BANCROFT (motor vessel)
Baltimore, Baltimore City
The motor vessel Bancroft is a glass-cabin launch built in 1925 by the City of Baltimore. She is a documented work vessel of five net tons, licensed to carry six or less passengers for hire in the coasting trade. She has a registered length of 28.7 feet, her beam is 8.6 feet, and her draft is 2.6 feet. This vessel strongly resembles older steam launches in hull form. The hull has a moderate sheer, a straight keel with some drag, a founded forefoot with nearly straight and upright stem rabbet, upright stern post, and thin modified elliptical transom of moderate overhang. Her mid-section is formed with short rise floor on round bilges, and she has upright topsides. The trunk cabin is long and high with large rectangular drop windows. The hull is constructed of fir planking, copper sheathed, with oak frames. All repairs have been made in the original style. The vessel is gas-screw driven and was originally powered with a Palmer 2-cylinder reciprocating engine, which was replaced with a Chris-Craft 6-cylinder L-head engine in 1956.

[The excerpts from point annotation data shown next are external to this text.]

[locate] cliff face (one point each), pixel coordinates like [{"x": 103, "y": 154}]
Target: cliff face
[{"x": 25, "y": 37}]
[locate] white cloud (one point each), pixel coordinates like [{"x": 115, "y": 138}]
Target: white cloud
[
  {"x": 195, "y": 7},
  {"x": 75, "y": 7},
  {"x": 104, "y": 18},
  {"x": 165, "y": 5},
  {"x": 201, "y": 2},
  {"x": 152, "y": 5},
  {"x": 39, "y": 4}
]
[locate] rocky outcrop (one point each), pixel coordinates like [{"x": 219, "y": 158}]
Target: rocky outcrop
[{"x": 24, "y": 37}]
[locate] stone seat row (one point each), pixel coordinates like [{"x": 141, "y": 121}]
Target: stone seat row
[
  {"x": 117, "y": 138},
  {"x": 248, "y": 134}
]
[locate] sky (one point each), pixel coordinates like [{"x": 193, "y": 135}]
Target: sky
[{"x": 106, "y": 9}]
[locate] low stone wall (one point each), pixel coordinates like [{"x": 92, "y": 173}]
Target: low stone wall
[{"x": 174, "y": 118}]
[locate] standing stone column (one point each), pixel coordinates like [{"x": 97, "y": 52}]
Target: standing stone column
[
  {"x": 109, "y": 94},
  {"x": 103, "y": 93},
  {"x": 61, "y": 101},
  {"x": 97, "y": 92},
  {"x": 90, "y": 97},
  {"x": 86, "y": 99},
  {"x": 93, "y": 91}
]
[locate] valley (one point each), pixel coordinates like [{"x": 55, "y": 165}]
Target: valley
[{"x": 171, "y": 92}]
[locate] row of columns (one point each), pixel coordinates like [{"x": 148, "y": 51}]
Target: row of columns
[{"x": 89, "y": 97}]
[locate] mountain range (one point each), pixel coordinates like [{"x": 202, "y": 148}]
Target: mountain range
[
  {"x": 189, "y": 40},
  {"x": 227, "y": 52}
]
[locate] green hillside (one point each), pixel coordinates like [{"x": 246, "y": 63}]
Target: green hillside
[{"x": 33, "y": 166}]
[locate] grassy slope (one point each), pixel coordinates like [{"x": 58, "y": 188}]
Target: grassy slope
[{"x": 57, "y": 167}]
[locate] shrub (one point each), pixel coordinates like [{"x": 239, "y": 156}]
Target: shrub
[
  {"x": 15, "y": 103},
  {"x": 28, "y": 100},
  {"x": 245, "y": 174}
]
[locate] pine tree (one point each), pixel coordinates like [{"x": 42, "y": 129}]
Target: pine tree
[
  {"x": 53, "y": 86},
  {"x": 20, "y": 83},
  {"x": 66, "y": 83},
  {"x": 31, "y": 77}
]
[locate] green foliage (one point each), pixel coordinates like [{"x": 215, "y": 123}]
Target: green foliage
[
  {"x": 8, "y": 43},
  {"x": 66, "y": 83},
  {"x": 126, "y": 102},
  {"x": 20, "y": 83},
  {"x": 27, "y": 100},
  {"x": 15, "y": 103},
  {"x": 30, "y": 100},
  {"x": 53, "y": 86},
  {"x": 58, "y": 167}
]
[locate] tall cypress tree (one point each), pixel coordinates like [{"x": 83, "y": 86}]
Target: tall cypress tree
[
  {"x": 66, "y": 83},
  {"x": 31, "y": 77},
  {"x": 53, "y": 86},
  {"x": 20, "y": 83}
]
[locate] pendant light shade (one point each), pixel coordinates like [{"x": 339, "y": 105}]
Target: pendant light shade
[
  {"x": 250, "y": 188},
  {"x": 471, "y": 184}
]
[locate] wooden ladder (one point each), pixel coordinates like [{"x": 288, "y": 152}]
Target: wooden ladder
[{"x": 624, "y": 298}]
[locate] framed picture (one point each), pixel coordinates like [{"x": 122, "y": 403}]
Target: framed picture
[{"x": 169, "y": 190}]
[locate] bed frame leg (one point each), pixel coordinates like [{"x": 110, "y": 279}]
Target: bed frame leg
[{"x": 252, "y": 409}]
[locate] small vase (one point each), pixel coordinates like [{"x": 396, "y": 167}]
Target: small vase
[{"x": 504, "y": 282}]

The motor vessel Bancroft was built by Baltimore City’s Bureau of Harbors under the supervision of Bancroft Hall, Harbor Engineer. From the 1890s through the 1940s vessels of her design were used as water taxis, crew boats, light freight handlers, pilot boats, delivery craft for ship handlers, etc. They were prevalent in servicing commercial vessels until after World War II, when boats with planing hulls, larger engines, and faster speeds replaced them. The Bancroft, once of many, is today one of only a few examples of this type on the East Coast. The Bancroft was used continually for pier inspection by the City of Baltimore Harbor Engineer until 1966, when the Baltimore Harbor Bureau was merged into the Maryland Port Authority. Subsequently she was auctioned as surplus property and privately purchased. She is presently licensed to carry six or fewer passengers in the coasting trade.